失くしもの 7

§


 部屋中を探し回ったけれど、結局、カードは出てこなかった。やっぱりフローレンスの言う通り、カード一枚くらい、何かに紛れて捨ててしまったのかもしれない。そう思いたかった、けれど。


 彼に、言ってないことがある。


 同日に消えたボタン。


 私はそのことについてフローレンスに伝えないことに決めていた。たかだかボタン如きで、主の日常を乱したくはなかったというのもあるし、私の矜恃のためでもあった。


 私は誰かから悪意を向けられるような人間である、と。主人にそのように思われたくなくて。この小さな棘のように胸を刺す不安は、隠し通す覚悟をしていた。


 だから彼は、実は招待状が2つめの失くし物だとは知らないのだ。


(もしかしたら、これも私のせい……? 私をやっかむ誰かが、この部屋に入って……こっそり処分を? でもなぜ招待状なんかを?)


 嫌がらせだとしたら間接的すぎやしないだろうか。それになかなか執拗だ。怖いし気持ち悪かったけど、幸か不幸か昨晩はそのことについてゆっくり悩む時間はなかった。とにかく急いで、晩餐会のための支度をしなければならなかったので。


 日が落ちて薄暗いランドリーでは、なんとなく人目を盗んでシャツやハンカチーフにアイロンをかけ、衣装部屋でこそこそと靴を磨き、従僕に頼んで手土産を手配し、使用人部屋に戻ったのは深夜になってからだった。


 今朝になって執事やメイドたちに、部屋に入った者を見なかったかと聞いて回ったけど、特に変わった様子はないように思えた。

 アトリエの鍵を複製してほしいとハンナに頼みに行ったときも、彼女が何かを言ってくることはなかった。


 ただいつもより少し優しい声で「何かあれば言うように」と言い残したのは、恐らく私を気遣ってくれていたのだと思う。ランドリーのアンとはあれ以来、顔を合わせていない。

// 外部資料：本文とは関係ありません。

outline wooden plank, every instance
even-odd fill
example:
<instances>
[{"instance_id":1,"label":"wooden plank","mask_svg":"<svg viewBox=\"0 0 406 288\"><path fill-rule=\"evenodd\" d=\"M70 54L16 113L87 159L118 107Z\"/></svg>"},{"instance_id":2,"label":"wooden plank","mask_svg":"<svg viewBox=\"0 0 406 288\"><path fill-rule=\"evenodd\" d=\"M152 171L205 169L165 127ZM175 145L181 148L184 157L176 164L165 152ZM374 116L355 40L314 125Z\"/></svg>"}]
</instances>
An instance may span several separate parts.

 私が一人ひっそりと悩みを抱えている横で、フローレンスは面白半分で招待状を複製し始めた。


「面倒なことに」と、彼はさしてそう思っている風でもなく、飄々と贋作カードに万年筆を走らせている。


「盗難事件のせいで、身辺チェックがあるようだよ。いつもと違って、招待状の有無も問われるかもしれないだろう?」

「大丈夫でしょうか? 偽物とバレて門前払いだなんて、そんな恥ずかしいことになったら」

「大丈夫、僕を誰だと思っている」


 蝶を描くための青いインクは、ブライト伯爵が贔屓にしている画材屋から、これぞという特注のブルーを取り寄せる本気っぷり。あとは彼の特技で、完璧に記憶した筆跡を、そっくりそのまま再現したのだそうだ。


「つまり……贋作」

「人聞きが悪いな。元々持っていたものなんだから、復元したと言ってくれ」


 贋作どころか髪の毛一本のズレもないはずだと、本人は満足げに微笑んで青い蝶のカードを折りたたんだ。


「僕はゴルド先生の作品模写なら、弟子の中で随一の腕前だという自負がある」

「はい。綺麗なカードですね……さすが伯爵家の招待状。これほどの印刷物だと、複製というのも簡単ではありませんよね。偽物を作って、盗難目的で屋敷に入るのは無理そうです。フローレンス様の模写の技術あってこそですね」

「もちろん。アッシュ家の執事は優秀だけど、このレベルならまずこれが本物と疑わないだろう」


 こんな手間をかけずとも、そもそもフローレンスなら顔パスで屋敷に入れるはずだった。


 次期宮廷画家として伯爵から直接推薦を受けた人物で、何十人という兄弟弟子の中で一番の寵愛を受けた青年。誰も、彼が伯爵に悪事を働くとは思わないだろう。


 消えた『乙女』の事件さえなければ。